Predicting human behavior: The next frontiers

See allHide authors and affiliations

Science  03 Feb 2017:
Vol. 355, Issue 6324, pp. 489
DOI: 10.1126/science.aam7032


Machine learning has provided researchers with new tools for understanding human behavior. In this article, we briefly describe some successes in predicting behaviors and describe the challenges over the next few years.

Advances in machine learning are revolutionizing how we understand offline and online human behavior. The ability to classify objects of interest from a training set, whether those objects are terrorists (1), machines that need maintenance (2), or emails containing a malicious link (3), represents the greatest success in the field. Typically, no single machine learning algorithm does everything well. Although accuracy is crucial, the acceptable accuracy varies with the problem being studied, and accuracy is not enough. All too often, researchers explain why their predictions are right but say nothing about why their predictions might be wrong. Knowing both enables decision-makers to make better decisions. Especially in high-risk situations, predictions must have accompanying explanations that provide deeper understanding of the situation being studied. A predictive model must also provide one or more prescriptions for potential future actions that enable decision-makers to make better decisions. Today’s machine learning methods do not necessarily satisfy these three criteria. What constitutes an ideal predictive algorithm depends on the application. Oftentimes, stakeholders (e.g., social media platforms and search engines) will use varying definitions of accuracy that meet their particular needs. Moreover, domain experts may use extensive knowledge of the domain to suggest relevant independent variables to be included in a data set. Often, they will explain predictions using both the technical accuracy measures generated by a predictive model and stories from their discipline that are more understandable to their audiences. All of this suggests that in real-world systems, computer scientists need to team with stakeholders to generate high-impact results.

In our opinion, the next generation of predictive models must deal with four major challenges.

First, the maxim that more data lead to better predictive models is not always true, because noise in the data can overwhelm predictive models. The ability to deal with noisy, incomplete, and inconsistent data will be at the heart of next-generation predictive models. For instance, when identifying “bots” on Twitter (4) that are seeking to sway opinion to be positive about a political candidate, we needed to ignore the huge numbers of bots that were seeking to achieve other ends—such as spreading spam or seeking to influence opinions about other topics or to deceive users into clicking on links that generate revenue for the person who included that link in their tweet. Moreover, data about many Twitter handles are limited and, in some cases, intentionally misleading. Bot developers go to considerable effort to ensure that their bots elude detection.

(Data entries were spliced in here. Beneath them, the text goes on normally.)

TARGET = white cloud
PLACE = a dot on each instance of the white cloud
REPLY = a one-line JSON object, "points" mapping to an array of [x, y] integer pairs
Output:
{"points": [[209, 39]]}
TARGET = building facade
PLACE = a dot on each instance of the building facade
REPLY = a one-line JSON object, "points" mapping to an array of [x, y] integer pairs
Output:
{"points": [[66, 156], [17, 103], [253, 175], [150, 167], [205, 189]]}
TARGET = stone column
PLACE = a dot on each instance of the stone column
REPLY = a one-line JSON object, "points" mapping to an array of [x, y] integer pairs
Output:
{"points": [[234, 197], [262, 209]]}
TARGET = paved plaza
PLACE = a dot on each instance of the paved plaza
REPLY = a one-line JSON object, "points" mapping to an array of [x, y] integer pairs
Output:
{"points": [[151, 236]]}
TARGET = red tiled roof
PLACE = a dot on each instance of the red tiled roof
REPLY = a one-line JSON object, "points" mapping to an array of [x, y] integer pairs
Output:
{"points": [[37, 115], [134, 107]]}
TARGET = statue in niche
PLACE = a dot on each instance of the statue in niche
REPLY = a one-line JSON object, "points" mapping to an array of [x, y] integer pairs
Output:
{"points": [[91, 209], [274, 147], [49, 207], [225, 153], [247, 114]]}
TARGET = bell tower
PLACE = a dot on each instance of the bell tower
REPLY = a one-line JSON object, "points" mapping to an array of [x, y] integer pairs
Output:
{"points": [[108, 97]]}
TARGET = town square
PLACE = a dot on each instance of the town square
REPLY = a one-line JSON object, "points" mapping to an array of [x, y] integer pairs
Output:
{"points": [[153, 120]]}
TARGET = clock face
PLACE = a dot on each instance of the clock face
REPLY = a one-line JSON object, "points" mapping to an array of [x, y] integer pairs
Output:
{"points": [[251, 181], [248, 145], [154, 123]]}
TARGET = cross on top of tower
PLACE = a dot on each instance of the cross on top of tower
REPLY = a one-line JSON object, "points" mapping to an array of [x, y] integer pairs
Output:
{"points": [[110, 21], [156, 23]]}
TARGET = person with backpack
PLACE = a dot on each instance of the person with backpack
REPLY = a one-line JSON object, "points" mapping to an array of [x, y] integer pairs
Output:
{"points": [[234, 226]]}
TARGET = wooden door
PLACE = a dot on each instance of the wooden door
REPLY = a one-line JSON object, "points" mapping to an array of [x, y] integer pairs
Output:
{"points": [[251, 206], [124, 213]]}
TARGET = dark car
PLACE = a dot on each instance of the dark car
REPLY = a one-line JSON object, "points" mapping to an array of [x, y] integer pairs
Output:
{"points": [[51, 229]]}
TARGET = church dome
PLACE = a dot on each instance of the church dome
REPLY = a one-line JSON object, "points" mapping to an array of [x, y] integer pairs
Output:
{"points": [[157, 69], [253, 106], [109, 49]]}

A second challenge is that of rare-event prediction. For instance, companies monitoring their internal networks to identify users who may steal secrets would include information about all employee activity on the company network, ranging from analyses of employee email, uploads (to websites), downloads onto memory sticks, and much more. Most employees are honest, with only a small fraction engaging in bad behavior. In such cases, machine learning algorithms have difficulty disambiguating the data on these “rare” individuals from innocent users (in which case, the data are called “imbalanced”) and predictive models typically perform poorly.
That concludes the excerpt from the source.